- Born: Valdis Semeiks February 5, 1955 (age 71)
- Area(s): Penciller, inker
- Notable works: Conan the Barbarian The Demon Lobo DC One Million

= Val Semeiks =

Valdis "Val" Semeiks (/ˈsɛmɪks/; born 5 February 1955) is an American comic book artist who has mostly worked for DC Comics and Marvel Comics.

==Biography==

Val Semeiks was born in the U.S. to Latvian parents.

Semeiks graduated from college with degrees in Chemistry and Mathematics, before pursuing a career in advertising, working as "an art director for a regional ad agency". He has been working in the comics field since 1986, mostly as a penciller although he has been known to ink his own work. His first professional credit was with Marvel, drawing King Kull back-up stories for The Savage Sword of Conan, which ultimately led to him becoming the monthly artist on Conan the Barbarian, allowing him to leave his day job and forge a fulltime career as a comics artist.

His following credits include long runs on The Demon and Lobo for DC Comics; he primarily worked with writer Alan Grant, whose plots Semeiks defined "laugh-out-loud funny", leading him to call his time on Lobo (upon which he worked with inker John Dell) "about as much fun as anyone can have drawing comics". He also provided the artwork to Alan Grant and John Wagner's 1995 DC/2000 AD crossover title Lobo/Judge Dredd: Psycho-Bikers vs. The Mutants From Hell. When, as part of the 1996 DC vs. Marvel event, the DC and Marvel Universes briefly combined to form the Amalgam Universe, Alan Grant and Semeiks produced the Oneshot "Lobo the Duck".

Returning briefly to Marvel, Semeiks was reunited with his first editor Larry Hama, working with him on Wolverine, alongside a number of other titles. Returning again to DC, Semeiks worked on a number of JLA projects with then-JLA-writer Grant Morrison, including JLA/WildC.A.T.S., DC One Million, and the 1999 limited series Superman's Nemesis: Lex Luthor with writer David Michelinie. Semeiks drew two Batman stories penned by Dwayne McDuffie in 2002 and 2003 for Batman: Legends of the Dark Knight (issues #156-158) and (issues #164-167).
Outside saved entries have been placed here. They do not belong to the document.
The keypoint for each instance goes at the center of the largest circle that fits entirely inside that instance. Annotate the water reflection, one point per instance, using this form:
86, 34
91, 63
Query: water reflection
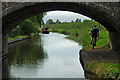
46, 56
26, 55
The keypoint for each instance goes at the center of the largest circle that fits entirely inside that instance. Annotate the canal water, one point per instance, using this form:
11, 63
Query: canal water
45, 56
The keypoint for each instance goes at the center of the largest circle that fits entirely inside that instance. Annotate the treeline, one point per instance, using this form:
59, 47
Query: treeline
29, 26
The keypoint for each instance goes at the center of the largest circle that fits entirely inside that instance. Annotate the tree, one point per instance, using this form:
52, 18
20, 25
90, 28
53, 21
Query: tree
49, 21
57, 21
78, 20
72, 21
86, 20
27, 27
38, 19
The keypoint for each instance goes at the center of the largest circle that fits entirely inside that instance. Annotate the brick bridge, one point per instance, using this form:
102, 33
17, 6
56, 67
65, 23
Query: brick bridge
108, 14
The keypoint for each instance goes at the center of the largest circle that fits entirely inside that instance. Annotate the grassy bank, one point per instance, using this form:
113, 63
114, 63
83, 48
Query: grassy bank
79, 32
16, 37
104, 70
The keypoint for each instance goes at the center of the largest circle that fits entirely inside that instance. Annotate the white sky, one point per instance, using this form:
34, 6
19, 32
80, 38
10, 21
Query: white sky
63, 16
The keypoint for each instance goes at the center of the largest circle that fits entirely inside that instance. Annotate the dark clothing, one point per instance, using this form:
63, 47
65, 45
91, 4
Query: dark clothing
94, 32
In 2006, he helped wrap up the second volume of Flash, illustrating issues #227-230. He contributed to Marvel's relaunch of Web of Spider-Man in 2009.

He has also worked on non-Superhero projects including cartoon work for MAD Magazine and DC's "Big Book" series (from Paradox Press) as well as "video game and toy design work too". He illustrated fantasy author R.A. Salvatore's Icewind Dale Trilogy in three comicbook mini-series (Crystal Shard, Streams of Silver, and Halfling's Gem).